This Python script extracts data from a MySQL database in chunks, converts the data to Parquet files, organizes the files based on a TIMESTAMP_COLUMN timestamp, and uploads them to an Amazon S3 bucket.
- Fetch data from a MySQL database in chunks of configurable size.
- Save each chunk as a Parquet file.
- Group data by
TIMESTAMP_COLUMN(per day) to organize files into a directory structure. - Upload the generated Parquet files to a specified Amazon S3 bucket.
- Clean up temporary local files after successful upload.
Ensure the following tools and libraries are installed:
- Python 3.7+
- MySQL Database
- Amazon S3 Bucket
- Libraries:
pandasboto3sqlalchemypyarrowpymysql
-
Clone this repository
git clone https://github.com/onamfc/mysql-to-s3-plugin.git cd mysql-to-s3-plugin -
Create a virtual environment (recommended):
python -m venv venv source venv/bin/activate # On Windows: venv\Scripts\activate -
Install dependencies:
pip install pandas boto3 sqlalchemy pyarrow pymysql
Update the following configurations in the script:
Replace the placeholders in the code with your MySQL database details:
MYSQL_HOST = 'your-mysql-host'
MYSQL_PORT = 3306 # Update if your MySQL uses a different port
MYSQL_USER = 'your-username'
MYSQL_PASSWORD = 'your-password'
MYSQL_DATABASE = 'your-database'
MYSQL_TABLE = 'your-table'
Replace these with your S3 bucket details and AWS credentials:
S3_BUCKET = 'your-s3-bucket-name'
LOCAL_PARQUET_DIR = 'parquet_files/' # Temporary directory
For AWS authentication:
aws_access_key_id='your-access-key'
aws_secret_access_key='your-secret-key'
region_name='your-region' # Example: 'us-east-1'
If your table uses a different timestamp column for grouping (other than created_at), you can override it:
TIMESTAMP_COLUMN=created_at # or e.g., 'timestamp' or 'log_date'
Run the script:
python main.py
The script will:
- Fetch data from the specified MySQL table in chunks.
- Group the data by the
TIMESTAMP_COLUMNenv var. - Save grouped data to local Parquet files.
- Upload the Parquet files to the configured S3 bucket in the following directory structure:
developer_logs/year=<year>/month=<month>/day=<day>/data-<file_number>.parquet - Delete the temporary Parquet files locally after upload.
-
Data Fetching:
- The script fetches data in chunks (default: 10,000 rows) using MySQL queries with
LIMITandOFFSET. - Adjust the
chunk_sizeto process larger or smaller chunks.
- The script fetches data in chunks (default: 10,000 rows) using MySQL queries with
-
Parquet Conversion:
- Data is grouped by the
TIMESTAMP_COLUMN(daily). - The Parquet file format is used for efficient storage and performance.
- Data is grouped by the
-
S3 Upload:
- Files are uploaded to an S3 bucket.
- The directory structure is dynamically created based on the
TIMESTAMP_COLUMN(year, month, day).
-
Clean-up:
- Local Parquet files are deleted after a successful upload to S3.

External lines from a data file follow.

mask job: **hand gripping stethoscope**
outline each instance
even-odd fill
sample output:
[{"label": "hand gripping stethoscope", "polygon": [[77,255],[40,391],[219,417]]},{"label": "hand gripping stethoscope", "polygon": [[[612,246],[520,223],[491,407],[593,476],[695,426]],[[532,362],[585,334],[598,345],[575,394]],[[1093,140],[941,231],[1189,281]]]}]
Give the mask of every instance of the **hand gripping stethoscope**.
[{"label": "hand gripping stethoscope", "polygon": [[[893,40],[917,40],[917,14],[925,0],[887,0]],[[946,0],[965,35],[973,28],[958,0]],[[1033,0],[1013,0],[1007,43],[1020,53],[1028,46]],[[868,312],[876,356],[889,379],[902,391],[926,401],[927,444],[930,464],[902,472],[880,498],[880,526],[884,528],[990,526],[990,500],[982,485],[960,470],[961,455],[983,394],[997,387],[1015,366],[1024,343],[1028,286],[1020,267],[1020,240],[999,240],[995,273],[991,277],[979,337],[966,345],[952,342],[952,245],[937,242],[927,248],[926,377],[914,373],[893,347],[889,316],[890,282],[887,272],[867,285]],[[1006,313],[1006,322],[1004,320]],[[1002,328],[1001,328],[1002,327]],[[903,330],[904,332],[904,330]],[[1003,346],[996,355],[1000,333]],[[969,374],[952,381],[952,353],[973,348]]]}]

- Error Handling: If the S3 upload fails, the script prints an error and does not delete the local file.
- Customizing Chunk Size: You can change the chunk_size variable inside the script if needed.

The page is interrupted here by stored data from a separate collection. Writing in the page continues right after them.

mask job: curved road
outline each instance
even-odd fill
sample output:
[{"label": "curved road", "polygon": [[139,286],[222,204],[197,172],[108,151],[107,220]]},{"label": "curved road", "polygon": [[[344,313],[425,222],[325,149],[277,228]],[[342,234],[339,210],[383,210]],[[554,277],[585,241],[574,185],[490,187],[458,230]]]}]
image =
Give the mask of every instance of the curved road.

- Security: Sensitive credentials should be stored in .env and not committed to version control.
Example output in S3:
s3://your-s3-bucket/developer_logs/
year=2023/
month=09/
day=01/
data-0000.parquet
data-0001.parquet
day=02/
data-0002.parquet
Pull requests are welcome. For major changes, please open an issue first to discuss what you would like to change.
This project is licensed under the MIT License.